Ela me ouviu por volta de 3 minutos até interromper: “O que realmente importa no final das contas, meu caro, é encontrar a felicidade”. Felicidade é uma palavra tão desgastada… “Então é assim, a vida se resume a uma única coisa: ser feliz?”, eu disse aos prantos e então ela continuou: “Esse medo que você sente é natural. A gente nunca vai ter controle de nada. Nem sobre as coisas que nos acontecem tampouco sobre o que acontece no mundo”.

É difícil ouvir uma verdade tão avassaladora em tão pouco tempo. Ela me julgava entender isso e muito mais. Até dizer que dia desses quase me joguei na frente de um caminhão. “O que é, vai me receitar antidepressivos também, pois saiba que não irei tomar uma gosta.” Ela riu e disse: “Você não tentou suicídio. Você viu, ali, naquele exato instante antes do ato, a importância da vida”. Chorei um pouco mais até ela me perguntar: “Qual é o motivo desse lamento todo?”.

Nada é tão inútil do que procurar um motivo aparente. Joguei meu corpo quando comecei a dizer: olha aqui, quem é que, possuindo um cérebro e dois parafusos funcionando não se pergunta várias vezes ao dia se realmente é feliz, se há uma condescendência de fato nas escolhas, se nas nossas atitudes há um contentamento com a honestidade ou se simplesmente é medo de ir contra todos que estão à nossa volta.

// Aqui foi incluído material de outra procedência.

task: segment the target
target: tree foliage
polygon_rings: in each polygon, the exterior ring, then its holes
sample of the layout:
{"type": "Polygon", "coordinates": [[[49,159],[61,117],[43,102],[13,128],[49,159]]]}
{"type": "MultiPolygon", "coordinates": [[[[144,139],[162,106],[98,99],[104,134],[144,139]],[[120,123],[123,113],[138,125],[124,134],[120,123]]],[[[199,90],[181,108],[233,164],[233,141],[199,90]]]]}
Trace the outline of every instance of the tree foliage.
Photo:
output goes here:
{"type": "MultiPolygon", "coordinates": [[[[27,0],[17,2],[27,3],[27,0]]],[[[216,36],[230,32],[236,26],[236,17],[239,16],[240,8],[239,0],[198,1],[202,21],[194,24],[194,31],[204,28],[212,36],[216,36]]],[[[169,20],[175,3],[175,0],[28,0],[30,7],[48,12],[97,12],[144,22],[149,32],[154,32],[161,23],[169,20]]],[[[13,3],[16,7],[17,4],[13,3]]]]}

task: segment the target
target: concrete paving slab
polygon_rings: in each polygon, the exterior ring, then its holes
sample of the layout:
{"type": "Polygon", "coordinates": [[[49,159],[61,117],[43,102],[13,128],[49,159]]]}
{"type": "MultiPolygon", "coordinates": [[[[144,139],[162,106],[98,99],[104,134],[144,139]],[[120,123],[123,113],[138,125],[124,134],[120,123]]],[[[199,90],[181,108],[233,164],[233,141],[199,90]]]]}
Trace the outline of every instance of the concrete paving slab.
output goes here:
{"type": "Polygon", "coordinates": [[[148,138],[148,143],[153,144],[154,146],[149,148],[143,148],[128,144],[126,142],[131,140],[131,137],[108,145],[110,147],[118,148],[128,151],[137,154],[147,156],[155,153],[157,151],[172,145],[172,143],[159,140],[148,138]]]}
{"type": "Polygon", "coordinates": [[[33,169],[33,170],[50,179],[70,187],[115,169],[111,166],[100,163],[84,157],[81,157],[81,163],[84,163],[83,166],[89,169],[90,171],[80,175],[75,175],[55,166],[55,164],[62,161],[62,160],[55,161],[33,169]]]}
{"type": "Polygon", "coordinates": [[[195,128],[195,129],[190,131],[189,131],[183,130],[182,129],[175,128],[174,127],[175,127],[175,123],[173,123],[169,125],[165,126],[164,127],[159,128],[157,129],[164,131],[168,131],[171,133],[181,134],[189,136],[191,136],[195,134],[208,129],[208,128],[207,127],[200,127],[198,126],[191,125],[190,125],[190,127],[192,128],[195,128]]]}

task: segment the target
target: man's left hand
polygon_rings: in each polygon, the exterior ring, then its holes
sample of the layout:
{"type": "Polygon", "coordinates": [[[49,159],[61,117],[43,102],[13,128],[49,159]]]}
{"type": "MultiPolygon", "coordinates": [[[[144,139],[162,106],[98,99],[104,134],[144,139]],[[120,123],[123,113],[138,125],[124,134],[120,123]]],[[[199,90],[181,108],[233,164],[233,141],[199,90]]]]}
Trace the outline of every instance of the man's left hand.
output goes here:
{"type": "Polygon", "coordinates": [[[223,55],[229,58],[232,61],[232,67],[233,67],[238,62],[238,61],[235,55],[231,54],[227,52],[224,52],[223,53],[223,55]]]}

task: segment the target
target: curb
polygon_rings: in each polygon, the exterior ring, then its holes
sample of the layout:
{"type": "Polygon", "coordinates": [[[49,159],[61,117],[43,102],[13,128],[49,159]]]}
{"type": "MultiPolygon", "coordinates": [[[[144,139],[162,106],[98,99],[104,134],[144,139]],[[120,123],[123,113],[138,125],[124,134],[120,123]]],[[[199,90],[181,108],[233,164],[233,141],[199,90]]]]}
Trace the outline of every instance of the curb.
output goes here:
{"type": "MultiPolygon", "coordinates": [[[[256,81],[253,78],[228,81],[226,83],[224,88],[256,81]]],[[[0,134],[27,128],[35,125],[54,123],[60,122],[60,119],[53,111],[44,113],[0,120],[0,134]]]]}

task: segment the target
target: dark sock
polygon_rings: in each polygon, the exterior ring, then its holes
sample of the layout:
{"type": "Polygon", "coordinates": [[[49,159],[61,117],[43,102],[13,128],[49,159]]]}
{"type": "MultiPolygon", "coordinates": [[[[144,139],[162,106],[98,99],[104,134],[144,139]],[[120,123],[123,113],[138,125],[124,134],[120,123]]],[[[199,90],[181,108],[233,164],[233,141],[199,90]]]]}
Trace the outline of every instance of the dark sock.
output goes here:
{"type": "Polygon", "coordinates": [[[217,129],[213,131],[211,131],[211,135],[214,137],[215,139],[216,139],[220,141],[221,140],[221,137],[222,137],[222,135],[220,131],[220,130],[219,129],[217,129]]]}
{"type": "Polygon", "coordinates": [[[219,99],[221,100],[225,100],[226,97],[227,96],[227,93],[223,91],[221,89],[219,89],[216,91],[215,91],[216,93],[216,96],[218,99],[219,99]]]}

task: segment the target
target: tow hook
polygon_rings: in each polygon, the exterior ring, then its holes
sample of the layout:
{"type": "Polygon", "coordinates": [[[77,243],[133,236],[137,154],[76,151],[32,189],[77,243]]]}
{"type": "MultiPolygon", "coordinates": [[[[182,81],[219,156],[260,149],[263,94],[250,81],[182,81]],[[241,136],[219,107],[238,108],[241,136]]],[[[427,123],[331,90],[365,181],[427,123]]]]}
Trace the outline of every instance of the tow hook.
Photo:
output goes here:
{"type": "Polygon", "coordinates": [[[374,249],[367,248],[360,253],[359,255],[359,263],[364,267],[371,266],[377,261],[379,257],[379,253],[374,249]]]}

Às vezes dá vontade de pular na frente do caminhão por puro cansaço. Viver é exaustivo demais. Olha a nossa volta, não há nada de diferente acontecendo, não há uma exuberância. Tudo se repete. Todos os dias acontecem às mesmas coisas, as mesmas conversas, as mesmas discussões. Às vezes dá vontade de pular na frente do caminhão pela facilidade da coisa. A morte, ali, ao meu lado, tem um quê de encantamento. O motivo? Não precisa de motivo algum. Se matar pra gente ser fiel a nós mesmos até a última instância. Se matar para não precisar mais pensar sobre nada. Sono eterno. Não é o que todo mundo quer?

Somos todos suicidas. A gente se mata o tempo todo. Seja na escolha de fazer nada, seja pela vontade de sumir. A gente se mata no não cumprimento das tarefas porque a cobrança acontece dentro. A conduta imposta nesta sociedade hipócrita talvez seja o motivo do desespero.

Olha para essa vida que levamos, olha ao redor, é sorrisos e mais sorrisos. Tem gente que evita a si mesmo por medo da decadência, enquanto outros vivenciam angústia até o último aperitivo, embora que, nem todos possuem equilíbrio emocional para apaziguar os demônios internos. As pessoas se matam não para deixar um legado, alguns até pode ser, mas a maioria se matam por inquietação, por incomplacência. Há pessoas que se cansam fácil dessa brincadeira: casamento, profissão, amigos e religião. Tudo isso predispõe certa emoção nem todos têm paciência para essa brincadeira de adulto. Há pessoas que têm seu momento de chega.

Tem gente, minha cara, que não sabe conviver com esses outros eus que existem em nós. Há gente que não sabe transformar a angústia em arte. Não sabe o que fazer com seus questionamentos, não saber o que fazer consigo mesmo, e no final das contas, acho que é isso que me salva de não cometer uma loucura, ainda que tentadora; pois, atender ao imediatismo de uma desistência é, de algum modo, viver eternamente com a sensação de dever não cumprido. Camuflar a morte, fingir que não é tentadora é matar a consciência das possibilidades. Fingir que nada está acontecendo quando na verdade está; não se permitir por uma única vez pensamentos bárbaros, é suicídio igual. É por essas e outras coisas que a morte às vezes aparece como solução. O meu lamento é por isso tudo e mais algumas coisas. Essas outras coisas vão ficar para outro dia. Até logo.

Sai do consultório avariado, mas certo de que ela havia entendido o meu recado. “Encontrar a felicidade” como indagou não é tão simples quanto parece.